AK Parti merkez ilçe başkanı Hüseyin Babacanoğlu ile birlikte Çanakkale Cevat Paşa Avcılık ve Atıcılık Derneğini, ziyaret eden vekil Turan burada kendisine ve üyelere de ikram edilen Tavşan etli Pilavı avcılarla birlikte kaşıkladıktan sonra da, hem atıcılara hem de avcılara mesajını verdi.
Yenilenin Tavşan etli pilav vurgusu da yapılmıyor değildi buluşmada. Gözden kaçmayan bazı avcı ve atıcıların, ‘bildik bir pilav değil’ şeklindeki sözleri ise, bir dönem sıkça konuşulan dana etli bulgur pilavına ayrı bir gönderme olarak da göz çarpmadı değil yani.

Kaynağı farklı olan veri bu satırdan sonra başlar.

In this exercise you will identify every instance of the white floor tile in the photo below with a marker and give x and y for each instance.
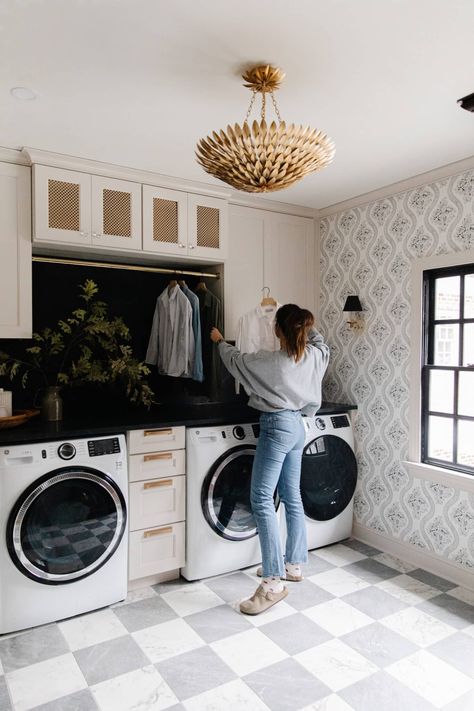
(338, 582)
(233, 696)
(417, 626)
(395, 563)
(336, 664)
(93, 628)
(248, 651)
(329, 703)
(407, 589)
(463, 594)
(43, 682)
(430, 677)
(142, 689)
(167, 640)
(191, 599)
(339, 555)
(337, 617)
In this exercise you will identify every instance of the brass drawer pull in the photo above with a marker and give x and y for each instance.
(158, 532)
(156, 457)
(155, 484)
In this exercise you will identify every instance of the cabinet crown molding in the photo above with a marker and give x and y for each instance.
(110, 170)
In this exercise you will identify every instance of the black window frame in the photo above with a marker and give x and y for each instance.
(429, 324)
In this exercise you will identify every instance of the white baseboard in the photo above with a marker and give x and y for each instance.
(422, 559)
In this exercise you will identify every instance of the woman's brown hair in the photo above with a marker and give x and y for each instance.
(294, 324)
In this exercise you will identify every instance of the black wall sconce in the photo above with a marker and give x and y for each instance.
(353, 306)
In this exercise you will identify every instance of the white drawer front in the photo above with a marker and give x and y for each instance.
(156, 550)
(157, 502)
(156, 466)
(155, 439)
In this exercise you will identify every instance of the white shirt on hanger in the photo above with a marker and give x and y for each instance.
(256, 331)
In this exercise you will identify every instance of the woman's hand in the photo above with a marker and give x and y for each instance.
(216, 335)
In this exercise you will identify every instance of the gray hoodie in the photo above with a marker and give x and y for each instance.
(274, 381)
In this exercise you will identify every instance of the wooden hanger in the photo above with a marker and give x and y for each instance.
(268, 300)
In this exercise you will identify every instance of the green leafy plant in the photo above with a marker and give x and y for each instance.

Neyse, ben döneyim vekil Turan’ ın atıcılara ve avcılara mesajına;
”Hatırlarsanız yaklaşık bir yıl kadar önce sizleri ziyaret ettiğimizde ‘Biz Ankara’nın değil Çanakkale’nin vakiliyiz’ demiştik. Allaha hamt olsun sözümüzü tutma imkanı bulduk. Seçimden seçme değil, imkan buldukça geleceğiz demiştik. Daha seçime 3-4 sene var. Ama avcılarla çay içmekten, beraber olmaktan onur duyduğumuz için tekrar bir araya gelelim istedik” diyordu vekil Turan.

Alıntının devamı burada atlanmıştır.